Вечером Берия встретился с Квеоном, который подробно рассказал о том, что говорил перебежчик. Когда Берия спросил, о каком лекарстве говорил перебежчик, Квеон замолчал, пытаясь вспомнить, что говорил ему перебежчик. «Он, кажется, говорил о дикумароле, или дикумарине, и о фенольных химических кольцах в нем». — Квеон хорошо знал химию. Он ей увлекался в школе.

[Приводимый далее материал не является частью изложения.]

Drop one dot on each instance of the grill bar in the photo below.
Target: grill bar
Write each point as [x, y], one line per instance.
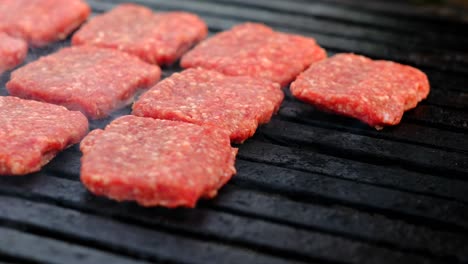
[26, 248]
[311, 187]
[214, 223]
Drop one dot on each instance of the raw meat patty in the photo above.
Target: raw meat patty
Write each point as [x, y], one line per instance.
[154, 37]
[156, 162]
[234, 103]
[42, 21]
[375, 92]
[31, 133]
[93, 80]
[255, 50]
[12, 52]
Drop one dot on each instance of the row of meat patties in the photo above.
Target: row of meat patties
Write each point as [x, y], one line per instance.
[175, 148]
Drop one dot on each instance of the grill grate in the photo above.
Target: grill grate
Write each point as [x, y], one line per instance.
[311, 187]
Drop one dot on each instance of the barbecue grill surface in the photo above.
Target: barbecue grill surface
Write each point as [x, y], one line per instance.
[311, 187]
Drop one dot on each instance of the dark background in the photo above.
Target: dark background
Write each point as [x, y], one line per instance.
[311, 187]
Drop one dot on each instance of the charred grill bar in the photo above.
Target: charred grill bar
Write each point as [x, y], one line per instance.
[311, 187]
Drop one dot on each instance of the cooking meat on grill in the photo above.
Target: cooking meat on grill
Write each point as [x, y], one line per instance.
[234, 103]
[375, 92]
[93, 80]
[154, 37]
[12, 52]
[40, 22]
[156, 162]
[255, 50]
[31, 133]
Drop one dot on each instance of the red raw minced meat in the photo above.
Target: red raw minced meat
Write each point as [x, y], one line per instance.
[12, 52]
[93, 80]
[156, 162]
[40, 22]
[375, 92]
[255, 50]
[154, 37]
[31, 133]
[237, 104]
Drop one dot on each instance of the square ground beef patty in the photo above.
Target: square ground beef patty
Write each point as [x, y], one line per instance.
[93, 80]
[31, 133]
[154, 37]
[255, 50]
[237, 104]
[156, 162]
[12, 52]
[40, 22]
[375, 92]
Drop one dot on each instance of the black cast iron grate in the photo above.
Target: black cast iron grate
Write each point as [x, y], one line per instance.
[311, 187]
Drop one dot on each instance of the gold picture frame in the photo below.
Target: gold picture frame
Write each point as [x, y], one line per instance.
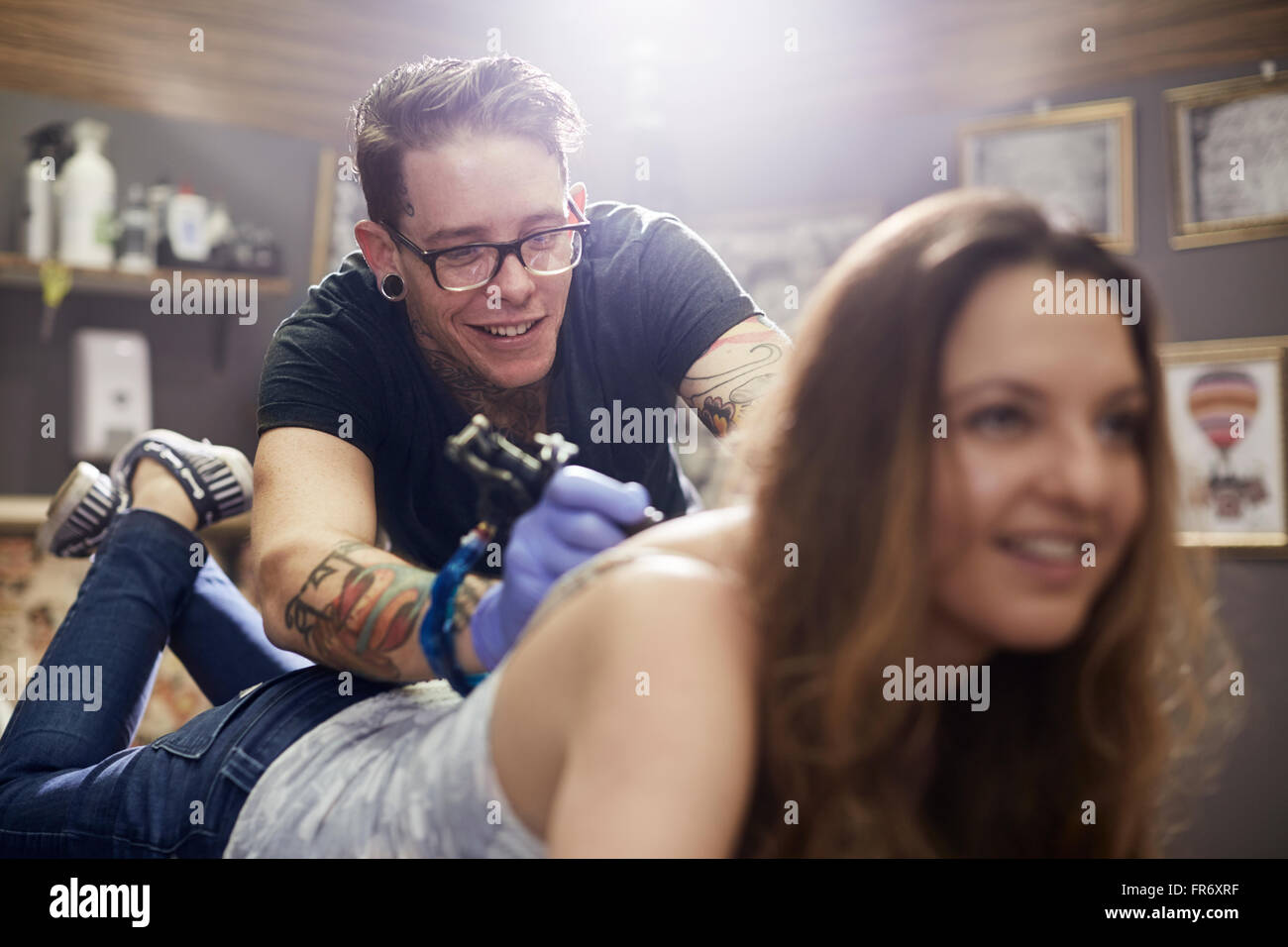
[1209, 125]
[1228, 411]
[1077, 161]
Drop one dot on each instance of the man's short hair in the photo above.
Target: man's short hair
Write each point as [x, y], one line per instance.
[424, 105]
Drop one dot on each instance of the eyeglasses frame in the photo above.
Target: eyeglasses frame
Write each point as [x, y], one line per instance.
[430, 257]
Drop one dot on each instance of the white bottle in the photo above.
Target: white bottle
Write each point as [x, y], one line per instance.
[185, 226]
[39, 227]
[86, 195]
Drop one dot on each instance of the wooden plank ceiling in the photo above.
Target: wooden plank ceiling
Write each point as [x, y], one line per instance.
[294, 65]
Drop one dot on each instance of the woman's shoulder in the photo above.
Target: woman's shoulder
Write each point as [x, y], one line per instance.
[691, 556]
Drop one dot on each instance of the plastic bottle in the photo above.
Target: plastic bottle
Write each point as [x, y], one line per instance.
[185, 226]
[48, 150]
[134, 235]
[86, 196]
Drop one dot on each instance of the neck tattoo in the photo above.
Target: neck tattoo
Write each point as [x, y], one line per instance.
[518, 412]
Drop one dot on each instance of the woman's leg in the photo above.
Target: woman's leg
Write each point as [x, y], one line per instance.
[108, 647]
[218, 634]
[219, 638]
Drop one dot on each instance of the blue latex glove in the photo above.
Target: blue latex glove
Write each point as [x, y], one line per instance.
[581, 513]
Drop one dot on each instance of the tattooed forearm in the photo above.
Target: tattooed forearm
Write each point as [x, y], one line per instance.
[734, 372]
[357, 607]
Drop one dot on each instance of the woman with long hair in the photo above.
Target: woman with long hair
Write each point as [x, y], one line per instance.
[948, 486]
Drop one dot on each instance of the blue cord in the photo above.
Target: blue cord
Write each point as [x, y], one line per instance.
[436, 630]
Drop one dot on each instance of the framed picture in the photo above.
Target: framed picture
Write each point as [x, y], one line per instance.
[1229, 169]
[1077, 162]
[338, 206]
[1225, 403]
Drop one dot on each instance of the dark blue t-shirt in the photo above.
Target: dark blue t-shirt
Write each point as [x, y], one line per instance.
[647, 299]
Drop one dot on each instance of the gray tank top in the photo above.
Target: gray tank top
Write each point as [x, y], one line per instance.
[403, 775]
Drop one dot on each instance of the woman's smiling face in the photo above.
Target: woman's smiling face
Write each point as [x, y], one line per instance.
[1039, 484]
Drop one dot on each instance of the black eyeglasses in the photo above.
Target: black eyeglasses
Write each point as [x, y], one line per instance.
[467, 266]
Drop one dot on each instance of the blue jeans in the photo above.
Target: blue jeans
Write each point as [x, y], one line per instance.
[69, 783]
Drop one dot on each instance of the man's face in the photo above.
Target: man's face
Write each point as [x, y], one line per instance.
[485, 188]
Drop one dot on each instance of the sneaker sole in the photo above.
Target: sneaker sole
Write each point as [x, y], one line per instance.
[69, 495]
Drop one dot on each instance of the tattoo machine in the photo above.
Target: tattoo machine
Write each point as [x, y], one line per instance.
[509, 478]
[510, 482]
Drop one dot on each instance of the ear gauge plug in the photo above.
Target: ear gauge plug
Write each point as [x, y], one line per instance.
[393, 287]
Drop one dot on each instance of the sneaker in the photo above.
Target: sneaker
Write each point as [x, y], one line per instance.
[217, 478]
[80, 513]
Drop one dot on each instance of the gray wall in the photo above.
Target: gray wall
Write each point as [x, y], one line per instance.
[1210, 292]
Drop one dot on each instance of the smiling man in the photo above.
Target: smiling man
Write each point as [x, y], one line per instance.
[485, 283]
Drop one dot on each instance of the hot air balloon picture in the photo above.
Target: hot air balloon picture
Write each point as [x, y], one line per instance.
[1224, 403]
[1227, 411]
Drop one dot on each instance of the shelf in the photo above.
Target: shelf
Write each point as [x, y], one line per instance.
[18, 270]
[24, 513]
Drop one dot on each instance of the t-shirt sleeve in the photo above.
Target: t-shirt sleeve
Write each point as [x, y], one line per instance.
[321, 372]
[690, 296]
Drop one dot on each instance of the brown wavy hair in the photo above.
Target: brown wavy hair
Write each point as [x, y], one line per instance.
[838, 464]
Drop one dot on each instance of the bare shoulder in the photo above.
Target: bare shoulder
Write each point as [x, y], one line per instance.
[653, 617]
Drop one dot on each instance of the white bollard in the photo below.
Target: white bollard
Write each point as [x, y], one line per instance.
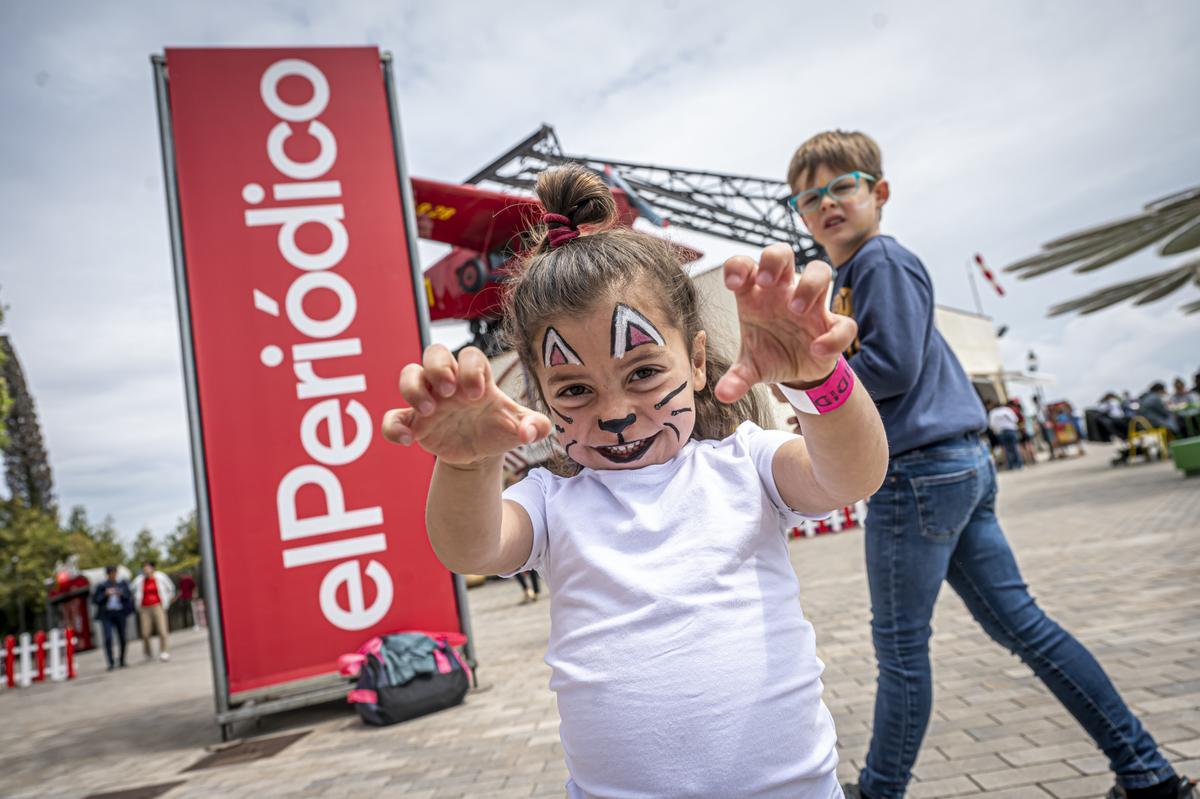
[835, 521]
[57, 644]
[24, 664]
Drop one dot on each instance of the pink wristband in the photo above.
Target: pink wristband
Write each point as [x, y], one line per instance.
[828, 396]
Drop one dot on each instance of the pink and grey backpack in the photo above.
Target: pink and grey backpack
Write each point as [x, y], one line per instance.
[407, 674]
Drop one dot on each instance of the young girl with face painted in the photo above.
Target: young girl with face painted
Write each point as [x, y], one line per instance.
[681, 658]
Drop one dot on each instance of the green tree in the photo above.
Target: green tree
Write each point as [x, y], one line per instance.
[144, 548]
[31, 542]
[5, 398]
[184, 544]
[95, 545]
[27, 467]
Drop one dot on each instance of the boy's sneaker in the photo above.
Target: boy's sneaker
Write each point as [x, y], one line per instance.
[1185, 788]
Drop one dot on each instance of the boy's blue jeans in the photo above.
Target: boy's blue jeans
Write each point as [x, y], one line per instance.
[934, 520]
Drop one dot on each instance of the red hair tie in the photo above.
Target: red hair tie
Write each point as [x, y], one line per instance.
[558, 236]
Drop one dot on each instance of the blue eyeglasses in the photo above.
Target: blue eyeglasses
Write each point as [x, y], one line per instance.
[840, 187]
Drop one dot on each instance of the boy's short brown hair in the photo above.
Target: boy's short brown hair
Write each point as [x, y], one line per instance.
[839, 150]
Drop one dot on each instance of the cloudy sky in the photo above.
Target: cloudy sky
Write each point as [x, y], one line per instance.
[1002, 124]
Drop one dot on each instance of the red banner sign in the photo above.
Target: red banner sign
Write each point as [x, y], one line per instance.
[303, 312]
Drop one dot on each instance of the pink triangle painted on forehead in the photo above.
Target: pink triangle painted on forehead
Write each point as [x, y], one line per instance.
[639, 336]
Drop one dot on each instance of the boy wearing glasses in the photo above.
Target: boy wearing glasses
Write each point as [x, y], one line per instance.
[934, 518]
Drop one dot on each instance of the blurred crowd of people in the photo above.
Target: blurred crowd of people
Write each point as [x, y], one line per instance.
[1157, 406]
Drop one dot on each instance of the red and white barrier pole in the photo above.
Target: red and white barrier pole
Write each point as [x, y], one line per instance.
[10, 660]
[40, 655]
[988, 275]
[70, 635]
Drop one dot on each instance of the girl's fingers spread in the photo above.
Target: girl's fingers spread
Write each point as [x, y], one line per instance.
[777, 265]
[810, 288]
[735, 383]
[835, 340]
[396, 426]
[474, 372]
[415, 390]
[441, 371]
[739, 274]
[533, 427]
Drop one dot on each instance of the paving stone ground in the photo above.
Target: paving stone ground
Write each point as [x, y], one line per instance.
[1114, 554]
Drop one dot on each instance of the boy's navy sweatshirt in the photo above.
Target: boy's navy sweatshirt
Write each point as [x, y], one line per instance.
[910, 371]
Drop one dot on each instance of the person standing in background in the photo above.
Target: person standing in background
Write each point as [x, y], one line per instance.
[186, 595]
[1023, 432]
[153, 592]
[1002, 421]
[114, 601]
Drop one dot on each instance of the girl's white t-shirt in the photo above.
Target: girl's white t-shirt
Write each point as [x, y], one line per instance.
[681, 658]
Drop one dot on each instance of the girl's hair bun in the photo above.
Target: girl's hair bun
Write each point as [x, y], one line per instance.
[577, 193]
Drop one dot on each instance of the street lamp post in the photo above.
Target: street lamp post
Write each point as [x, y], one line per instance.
[1032, 366]
[21, 602]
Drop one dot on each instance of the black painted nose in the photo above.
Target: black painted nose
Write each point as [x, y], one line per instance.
[617, 425]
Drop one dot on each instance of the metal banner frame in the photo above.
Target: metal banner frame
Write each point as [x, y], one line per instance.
[321, 689]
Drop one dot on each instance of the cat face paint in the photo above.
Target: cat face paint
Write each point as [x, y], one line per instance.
[628, 401]
[556, 352]
[630, 329]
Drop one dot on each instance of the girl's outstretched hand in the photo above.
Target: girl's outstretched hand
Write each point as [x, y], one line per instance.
[456, 410]
[789, 335]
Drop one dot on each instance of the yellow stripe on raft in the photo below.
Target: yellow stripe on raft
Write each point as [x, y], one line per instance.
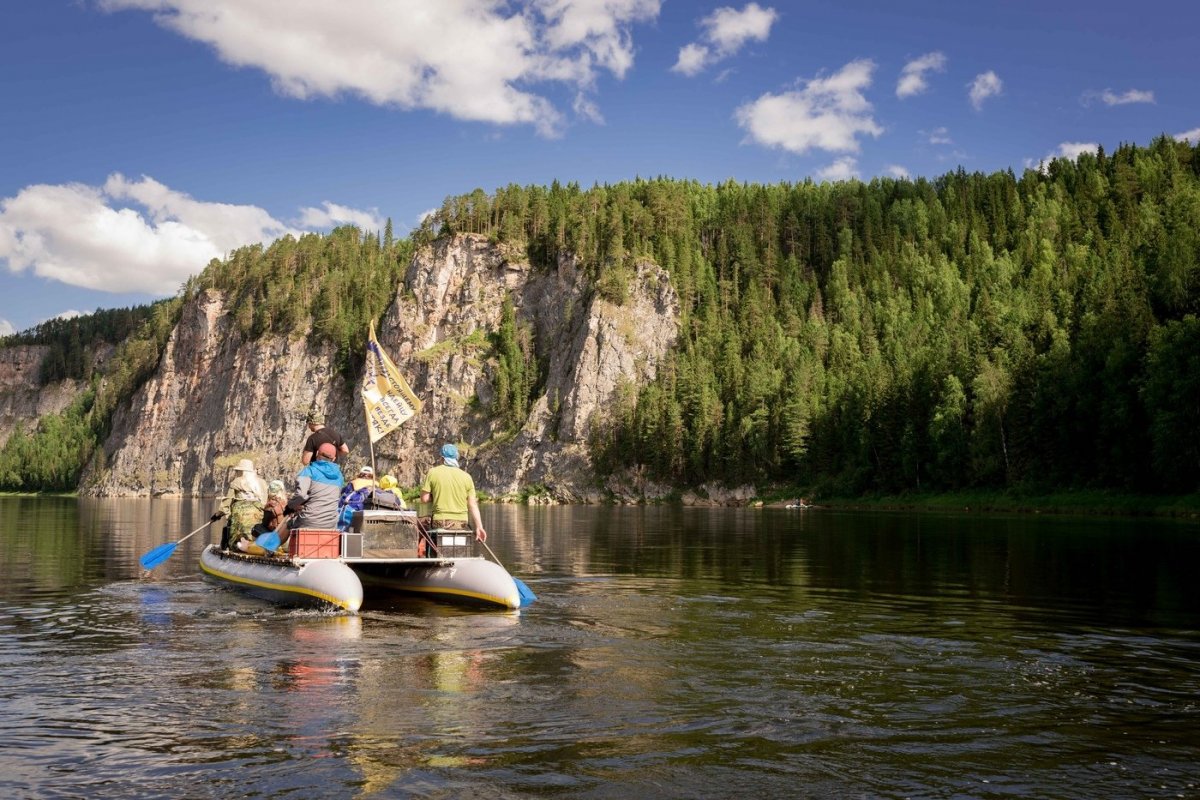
[286, 588]
[510, 601]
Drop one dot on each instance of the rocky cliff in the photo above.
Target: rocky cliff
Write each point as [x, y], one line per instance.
[22, 400]
[216, 397]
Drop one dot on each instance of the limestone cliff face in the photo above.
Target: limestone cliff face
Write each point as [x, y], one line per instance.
[216, 398]
[22, 401]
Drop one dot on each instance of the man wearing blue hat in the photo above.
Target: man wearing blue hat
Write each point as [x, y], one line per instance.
[453, 494]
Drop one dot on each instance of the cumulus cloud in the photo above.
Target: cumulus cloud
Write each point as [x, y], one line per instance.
[825, 114]
[724, 32]
[1110, 97]
[333, 215]
[474, 60]
[1074, 149]
[912, 77]
[987, 84]
[135, 235]
[843, 169]
[585, 108]
[940, 136]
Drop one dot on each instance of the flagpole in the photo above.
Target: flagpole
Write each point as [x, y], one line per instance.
[375, 476]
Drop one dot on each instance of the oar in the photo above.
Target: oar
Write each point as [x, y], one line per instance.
[526, 593]
[161, 553]
[269, 541]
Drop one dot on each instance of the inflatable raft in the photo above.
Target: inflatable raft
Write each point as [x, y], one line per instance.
[377, 557]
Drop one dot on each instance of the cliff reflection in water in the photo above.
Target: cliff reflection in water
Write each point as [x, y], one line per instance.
[672, 653]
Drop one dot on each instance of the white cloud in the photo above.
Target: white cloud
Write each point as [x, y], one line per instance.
[827, 114]
[912, 77]
[130, 235]
[333, 215]
[471, 59]
[1073, 149]
[725, 31]
[987, 84]
[940, 136]
[843, 169]
[1132, 96]
[586, 109]
[693, 59]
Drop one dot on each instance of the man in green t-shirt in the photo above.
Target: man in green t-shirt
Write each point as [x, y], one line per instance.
[453, 494]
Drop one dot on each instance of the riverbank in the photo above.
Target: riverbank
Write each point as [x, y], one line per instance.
[1093, 503]
[1086, 503]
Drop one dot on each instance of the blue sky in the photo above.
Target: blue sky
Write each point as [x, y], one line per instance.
[142, 138]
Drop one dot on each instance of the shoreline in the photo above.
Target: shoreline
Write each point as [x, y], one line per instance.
[1084, 503]
[1071, 503]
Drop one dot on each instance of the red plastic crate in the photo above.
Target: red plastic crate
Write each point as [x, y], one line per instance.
[313, 543]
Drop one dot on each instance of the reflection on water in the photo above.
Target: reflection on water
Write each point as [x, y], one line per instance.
[672, 653]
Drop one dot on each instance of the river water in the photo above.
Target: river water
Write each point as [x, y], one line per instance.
[672, 653]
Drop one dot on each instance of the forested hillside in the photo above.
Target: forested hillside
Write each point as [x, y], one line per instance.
[975, 330]
[970, 331]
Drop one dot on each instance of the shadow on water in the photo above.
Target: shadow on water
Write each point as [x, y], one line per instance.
[672, 653]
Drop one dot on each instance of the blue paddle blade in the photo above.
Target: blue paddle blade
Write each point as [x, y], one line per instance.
[526, 594]
[157, 555]
[269, 541]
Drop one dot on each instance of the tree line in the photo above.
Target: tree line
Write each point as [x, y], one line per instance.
[901, 335]
[976, 330]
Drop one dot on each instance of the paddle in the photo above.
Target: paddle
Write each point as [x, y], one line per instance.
[525, 591]
[161, 553]
[269, 541]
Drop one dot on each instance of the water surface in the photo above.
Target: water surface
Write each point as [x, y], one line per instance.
[673, 653]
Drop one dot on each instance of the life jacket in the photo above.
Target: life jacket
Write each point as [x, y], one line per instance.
[352, 500]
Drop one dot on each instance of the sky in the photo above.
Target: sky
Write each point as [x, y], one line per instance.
[139, 139]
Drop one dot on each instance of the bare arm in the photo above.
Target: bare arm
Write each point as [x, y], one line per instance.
[473, 506]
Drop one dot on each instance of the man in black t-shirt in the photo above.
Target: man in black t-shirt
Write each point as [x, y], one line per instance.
[318, 434]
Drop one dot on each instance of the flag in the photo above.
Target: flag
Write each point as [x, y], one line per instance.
[389, 401]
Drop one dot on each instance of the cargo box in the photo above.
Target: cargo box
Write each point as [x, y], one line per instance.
[313, 543]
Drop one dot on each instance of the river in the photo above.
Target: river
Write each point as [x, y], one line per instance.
[672, 653]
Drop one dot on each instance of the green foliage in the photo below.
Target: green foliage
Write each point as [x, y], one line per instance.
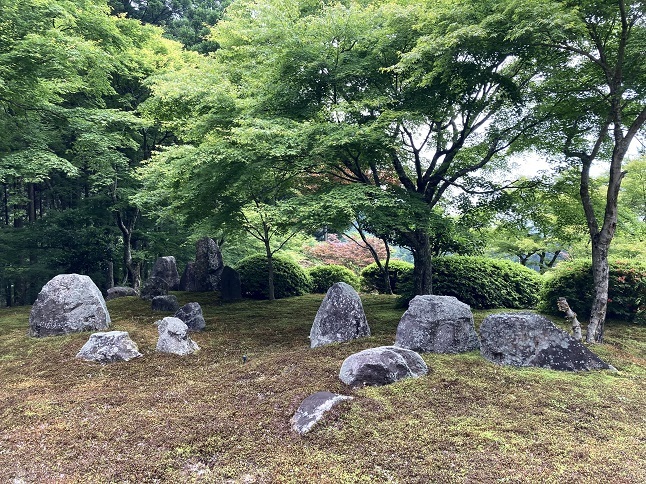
[323, 277]
[485, 283]
[289, 278]
[400, 274]
[573, 281]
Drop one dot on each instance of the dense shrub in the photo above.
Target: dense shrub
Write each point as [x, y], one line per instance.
[289, 278]
[400, 274]
[322, 277]
[485, 283]
[573, 281]
[480, 282]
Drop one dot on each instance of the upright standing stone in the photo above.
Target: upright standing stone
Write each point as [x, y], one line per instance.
[191, 314]
[437, 324]
[188, 281]
[69, 303]
[208, 265]
[519, 339]
[165, 269]
[340, 317]
[173, 337]
[231, 289]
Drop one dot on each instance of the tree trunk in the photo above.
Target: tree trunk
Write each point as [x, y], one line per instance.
[600, 276]
[423, 265]
[270, 271]
[31, 203]
[133, 268]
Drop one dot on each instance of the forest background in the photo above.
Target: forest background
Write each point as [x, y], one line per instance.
[131, 129]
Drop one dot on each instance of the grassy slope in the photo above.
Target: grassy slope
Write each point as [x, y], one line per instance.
[209, 418]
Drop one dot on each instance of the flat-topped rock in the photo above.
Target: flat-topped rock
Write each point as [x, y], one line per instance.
[381, 366]
[109, 347]
[173, 337]
[313, 409]
[437, 324]
[167, 303]
[339, 318]
[518, 339]
[69, 303]
[191, 314]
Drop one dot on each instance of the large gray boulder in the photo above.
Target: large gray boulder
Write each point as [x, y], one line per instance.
[192, 316]
[208, 265]
[119, 291]
[109, 347]
[517, 339]
[173, 337]
[437, 324]
[313, 408]
[339, 318]
[381, 366]
[166, 303]
[69, 303]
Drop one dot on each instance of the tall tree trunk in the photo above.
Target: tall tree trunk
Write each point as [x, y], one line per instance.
[31, 203]
[270, 264]
[423, 264]
[5, 204]
[133, 268]
[600, 274]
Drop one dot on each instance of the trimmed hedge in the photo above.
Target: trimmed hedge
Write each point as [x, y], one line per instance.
[323, 277]
[573, 281]
[399, 272]
[480, 282]
[485, 283]
[289, 278]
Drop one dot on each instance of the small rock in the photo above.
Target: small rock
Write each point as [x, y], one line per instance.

В этот день Берии доложили, что, когда после решения Ялтинской конференции 1945 года началось переселение поляков на земли Германии, многие из них хотели уехать на более благоустроенную территорию, и, для того чтобы попасть в число счастливчиков, они предлагали деньги и золото, которое они накопали в могилах около немецких концлагерей, где уничтожали евреев и где от евреев осталась одна зола. Многое перепадало и сотрудникам советской военной администрации, находившейся на территории Польши. В те времена именно там и ошивался Булганин.
20 марта, 7 часов 4 минута. Москва, улица Качалова
Утром, выйдя на крыльцо, Берия вдруг не увидел знакомого снегиря. Видимо, почувствовав близость весны, полетели обратно к родным северным лесам зимние гости — снегири, свиристели, чечетки. «Правда» сообщала, что парламент Западной Германии одобрил боннское и парижское Соглашения об образовании Европейского оборонительного сообщества.
20 марта, 8 часов 14 минут. Москва, улица Качалова
На Лубянке Берия увидел сообщение внешней разведки МВД об ультиматуме США Франции с целью заставить Францию как можно быстрее ратифицировать Парижский договор. Берия не дал хода этой шифровке в Президиум.
У Курчатова наконец появился свой кабинет на Лубянке. Этого добился Берия, чтобы не бегать туда-сюда. Курчатов умел говорить понятно, не горячась. Когда Сталин умер, Ландау сказал: «Все! Я больше этим заниматься не буду». И.В. Курчатов, Ю.Б. Харитон и А.Д. Сахаров попросили Халатникова принять у Ландау дела. И Ландау тоже попросил об этом. Халатников принял от Ландау его группу и вычислительное бюро. Работа Сахарова была оценена, и он стал доктором наук без защиты диссертации, а в 32 года избран академиком АН СССР, самым молодым.
Чтобы не вызывать отторжение ученых от проекта, Берия сделал так, что физики, привлеченные к атомному проекту, имели право продолжать и свои мирные исследования — в отличие от американских специалистов, которые были изолированы от всего мира и на время полностью прекратили научную деятельность. Ученым, участвовавшим в атомном проекте, предоставлялась полная свобода: действуйте! В 1950 году Ландау с Гинзбургом создали феноменологическую теорию сверхпроводимости. Берия был удовлетворен тем, что за годы атомного проекта физика СССР не потеряла позиций в науке. Например, в физике низких температур — Институт физпроблем как был лидером в мировой физике, так и остался. Ученые печатали статьи по своим темам в научных журналах, писали диссертации… Это было одним из способов маскировки создателей бомбы.